The study uses an interventional design with patients assigned to dose levels in sequence, not by randomization. It is open label, so doctors and patients know the dose given, and the main goal is treatment focused safety and tolerability, not direct comparison with other drugs.

The trial was first submitted in June 2023, marking the formal launch of the program in this indication. According to the latest update filed on February 16, 2026, the study is listed as completed, which means primary data collection on safety and dosing has finished and the sponsor is now able to analyze and prepare disclosures.

The dose escalation stage finished enrollment around February 2024 and a planned expansion stage was expected to start in mid 2024, adding about 20 more patients at the selected dose. While top line results are not yet posted, completion of a first in human cancer vaccine study is a key derisking step for CureVac’s broader oncology pipeline and platform.

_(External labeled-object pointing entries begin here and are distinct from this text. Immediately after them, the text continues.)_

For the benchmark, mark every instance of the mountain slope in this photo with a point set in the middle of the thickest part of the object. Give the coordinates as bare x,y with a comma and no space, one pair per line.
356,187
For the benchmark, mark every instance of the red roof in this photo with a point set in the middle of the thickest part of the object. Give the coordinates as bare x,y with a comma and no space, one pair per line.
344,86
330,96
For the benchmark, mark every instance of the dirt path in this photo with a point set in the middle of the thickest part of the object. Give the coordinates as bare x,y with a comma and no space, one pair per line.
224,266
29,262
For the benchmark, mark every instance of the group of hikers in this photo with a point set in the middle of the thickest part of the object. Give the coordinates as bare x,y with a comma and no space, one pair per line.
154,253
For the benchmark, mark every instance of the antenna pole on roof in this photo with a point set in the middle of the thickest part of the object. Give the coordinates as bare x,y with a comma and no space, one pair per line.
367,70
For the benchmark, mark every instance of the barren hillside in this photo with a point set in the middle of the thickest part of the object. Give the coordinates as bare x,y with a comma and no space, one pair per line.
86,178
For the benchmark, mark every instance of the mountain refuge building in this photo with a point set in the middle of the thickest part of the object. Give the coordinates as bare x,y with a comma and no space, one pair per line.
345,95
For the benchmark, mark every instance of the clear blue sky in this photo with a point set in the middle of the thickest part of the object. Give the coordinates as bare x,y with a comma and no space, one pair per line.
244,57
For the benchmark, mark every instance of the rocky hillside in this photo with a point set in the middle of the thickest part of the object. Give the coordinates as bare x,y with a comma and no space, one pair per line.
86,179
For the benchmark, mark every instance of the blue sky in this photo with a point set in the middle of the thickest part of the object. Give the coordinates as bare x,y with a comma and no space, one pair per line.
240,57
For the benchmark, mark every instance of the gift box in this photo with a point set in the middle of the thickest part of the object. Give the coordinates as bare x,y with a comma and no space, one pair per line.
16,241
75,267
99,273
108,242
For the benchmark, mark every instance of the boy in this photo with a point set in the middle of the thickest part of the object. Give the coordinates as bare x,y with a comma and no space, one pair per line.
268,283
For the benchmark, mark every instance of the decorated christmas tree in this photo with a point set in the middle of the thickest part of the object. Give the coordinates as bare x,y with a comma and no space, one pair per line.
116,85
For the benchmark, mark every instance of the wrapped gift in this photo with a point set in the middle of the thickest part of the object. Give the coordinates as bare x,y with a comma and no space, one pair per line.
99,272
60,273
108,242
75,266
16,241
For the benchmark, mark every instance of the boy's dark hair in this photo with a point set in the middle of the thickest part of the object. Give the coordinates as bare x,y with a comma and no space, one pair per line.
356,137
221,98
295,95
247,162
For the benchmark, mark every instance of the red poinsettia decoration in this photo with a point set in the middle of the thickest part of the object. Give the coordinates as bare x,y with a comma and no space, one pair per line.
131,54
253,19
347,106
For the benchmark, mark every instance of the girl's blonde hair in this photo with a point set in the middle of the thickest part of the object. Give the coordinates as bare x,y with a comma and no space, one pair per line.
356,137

For investors, a completed early stage trial in glioblastoma modestly improves the risk profile of CVAC by showing the company can move an mRNA cancer asset through complex brain tumor testing. Near term stock moves will depend on the eventual safety and early response signals, but the update may support sentiment versus peers in mRNA oncology such as BioNTech and Moderna, which are also pushing into solid tumors.

If follow up data show acceptable safety and even limited signs of tumor control in this hard to treat population, CureVac could see renewed interest after past setbacks in vaccines, potentially narrowing its valuation gap to larger mRNA players. The study is now completed and recently updated, with further details available on the ClinicalTrials portal.